The National Park Service, in partnerships with numerous government and non-profit agencies, oversees the historic trail.

Resting place of Cherokee warrior

The memorial site pays tribute to Junaluska, who served in the U.S. Army, and was forced to relocate out West from Robbinsville, N.C., in 1838. He later returned to North Carolina and died near the site in 1858.

• The memorial features a seven-sided monument with seven granite markers representing the seven Cherokee clans. Each marker describes Junaluska's life and accomplishments.

• A museum contains exhibits of arrowheads and spear points as well as other Cheoa Valley artifacts, along with history about the people.

• Hours for the museum run from 7:45 a.m. to 4:30 p.m. Monday through Saturday between April and October. From November to March, the museum is closed on Saturdays. Call ahead for a schedule at 828-479-4727. The site is located on Main Street in Robbinsville just north of downtown.
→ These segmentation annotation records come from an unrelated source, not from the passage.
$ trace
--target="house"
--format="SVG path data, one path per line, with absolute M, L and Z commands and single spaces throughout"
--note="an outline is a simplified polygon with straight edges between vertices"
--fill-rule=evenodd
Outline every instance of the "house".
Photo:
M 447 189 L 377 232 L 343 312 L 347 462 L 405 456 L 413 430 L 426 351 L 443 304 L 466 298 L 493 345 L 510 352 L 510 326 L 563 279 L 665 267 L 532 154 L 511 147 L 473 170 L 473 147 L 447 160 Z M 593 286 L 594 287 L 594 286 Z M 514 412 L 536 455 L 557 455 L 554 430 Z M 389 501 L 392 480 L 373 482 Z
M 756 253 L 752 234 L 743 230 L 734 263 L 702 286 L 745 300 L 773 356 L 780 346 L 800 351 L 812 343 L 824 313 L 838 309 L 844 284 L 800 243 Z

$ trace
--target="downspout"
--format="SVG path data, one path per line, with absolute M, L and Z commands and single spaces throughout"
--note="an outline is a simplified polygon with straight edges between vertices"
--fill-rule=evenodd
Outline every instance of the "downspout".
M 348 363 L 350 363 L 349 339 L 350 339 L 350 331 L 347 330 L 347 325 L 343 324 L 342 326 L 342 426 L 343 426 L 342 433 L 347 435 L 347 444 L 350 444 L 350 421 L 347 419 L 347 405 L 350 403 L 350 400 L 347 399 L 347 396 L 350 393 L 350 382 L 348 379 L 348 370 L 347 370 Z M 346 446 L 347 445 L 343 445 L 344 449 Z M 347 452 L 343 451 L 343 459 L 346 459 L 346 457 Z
• A quarter-mile-long medicine trail is located near the memorial; the trail contains plants and shrubs used by the Cherokee to make traditional medicine including witch hazel, sassafras and blood root.

Source: National Park Service, the Junaluska informational website, and North Carolina Folklife Institute website,

Chief James Vann's Historic Home

James Vann owned the largest and most prosperous plantation in the Cherokee Nation, spanning 1,000 acres in Murray County, Ga. He was murdered in 1809 and his son, Joseph, inherited the property. The Vann family was forced to leave their 2-1/2-story brick home during the Trail of Tears.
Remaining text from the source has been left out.